Now that we have finished running about between Missoula and Portland like bees buzzing between flowers, I can tell you all about my favorite kitchen "gadget" this year..... the Pickl-It from the wonderful People at Pickl-It.
I got a set for myself and my sister-in-law, - since we both are fermenting fiends.
A few years ago, I had gotten a Harsch Gairtopf crock (see earlier posts regarding sauerkraut making) because I was tired of skimming my 'kraut. Essentially, I love kitchen science, but I'm even more enamored of accomplishing kitchen crafts with less oversight! The Harsch crock has a wonderful "burping lid" water lock system that allows you to leave your crock unattended for several days at a time while the fermentation beasties work in a safe environment. My Harsch crock is in almost constant use, and I would never give it up.
But there were still times when I wanted something smaller....for those tiny baby carrots, or the 3 small heads of garden fresh bok choy, or even just one quart of baby dills.

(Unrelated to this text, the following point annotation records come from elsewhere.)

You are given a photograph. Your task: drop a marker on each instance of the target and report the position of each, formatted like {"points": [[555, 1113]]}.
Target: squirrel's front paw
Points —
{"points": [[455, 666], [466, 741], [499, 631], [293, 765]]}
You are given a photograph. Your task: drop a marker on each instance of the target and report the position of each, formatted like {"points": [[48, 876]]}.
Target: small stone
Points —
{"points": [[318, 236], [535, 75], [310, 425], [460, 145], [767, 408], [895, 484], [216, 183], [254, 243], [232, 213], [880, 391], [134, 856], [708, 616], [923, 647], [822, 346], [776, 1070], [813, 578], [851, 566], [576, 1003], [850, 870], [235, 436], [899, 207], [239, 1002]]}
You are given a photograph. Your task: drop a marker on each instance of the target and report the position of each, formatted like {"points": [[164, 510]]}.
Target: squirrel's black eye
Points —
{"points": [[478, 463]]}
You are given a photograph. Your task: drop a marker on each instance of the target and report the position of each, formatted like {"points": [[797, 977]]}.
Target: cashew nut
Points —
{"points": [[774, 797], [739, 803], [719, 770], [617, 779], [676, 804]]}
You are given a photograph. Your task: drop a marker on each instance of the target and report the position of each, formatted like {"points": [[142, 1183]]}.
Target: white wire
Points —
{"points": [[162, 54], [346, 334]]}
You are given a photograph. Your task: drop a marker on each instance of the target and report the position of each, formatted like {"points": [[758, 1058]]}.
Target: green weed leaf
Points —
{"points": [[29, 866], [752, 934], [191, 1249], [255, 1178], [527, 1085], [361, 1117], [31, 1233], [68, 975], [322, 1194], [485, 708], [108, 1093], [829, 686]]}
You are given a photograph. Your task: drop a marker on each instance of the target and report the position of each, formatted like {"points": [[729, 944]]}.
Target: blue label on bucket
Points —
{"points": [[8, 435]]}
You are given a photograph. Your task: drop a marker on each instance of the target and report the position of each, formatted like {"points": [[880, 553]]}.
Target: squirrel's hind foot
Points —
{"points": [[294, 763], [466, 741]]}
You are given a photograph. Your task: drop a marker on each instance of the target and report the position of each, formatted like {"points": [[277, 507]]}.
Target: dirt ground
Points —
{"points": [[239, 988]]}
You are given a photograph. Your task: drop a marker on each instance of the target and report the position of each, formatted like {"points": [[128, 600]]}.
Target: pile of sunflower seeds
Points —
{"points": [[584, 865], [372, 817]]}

Here's Jon's approved 5-Star concoction:
Ginger Stuffed Baby Cucumbers
adapted from The Joy of Pickling
Start with about 7-8 baby cucumbers, about 4-5" long.
Slice them, long-wise, not quite all the way through, 2-3 times on each cuke, and sprinkle a bit of sea salt along the insides of the cuts. Set them in a bowl containing 3 c. filtered water with 7 1/2 tsp. sea salt dissolved in it. Let them sit in there, at room temperature, for about 2-3 hours.
When you are ready to stuff the cucumbers, place the following in a shallow bowl (future "stuffing"):
1 daikon radish & 1 med. carrot, sliced into matchsticks about 1 1/2" long
6 scallions, sliced lengthwise and slivered
2-3 garlic cloves, sliced thinly
fresh ginger sliced into matchsticks in volume about equal to the carrots and daikon
Sprinkle these with another tsp. of salt and a tsp. or so of cayenne pepper flakes.
Drain the cukes, and reserve the brine. gently open cucumber and carefully stuff an assortment of matchsticks and slices in each of the cucumber cavities. Place the remainder of any stuffing in a bowl, and place the full cukes on top. Cover with a tea towel and let stand overnight or about 8-10 hours.
Finally, pack the stuffed cucumbers into the 1.5 ltr Pickl-it, sprinkle any remaining "stuffing" around them, cover with the reserved brine, place the weight on top to keep things submerged, attach the (water-filled) air-lock, and let stand at room temperature for 2-3 days before refrigerating.
The Pickl-it air-lock can be removed and a tiny rubber plug inserted in the hole, so that storage in the fridge is easy and not cumbersome.
These were a hit as our Fourth of July pot-luck contribution - we served them cut into about 1" chunks.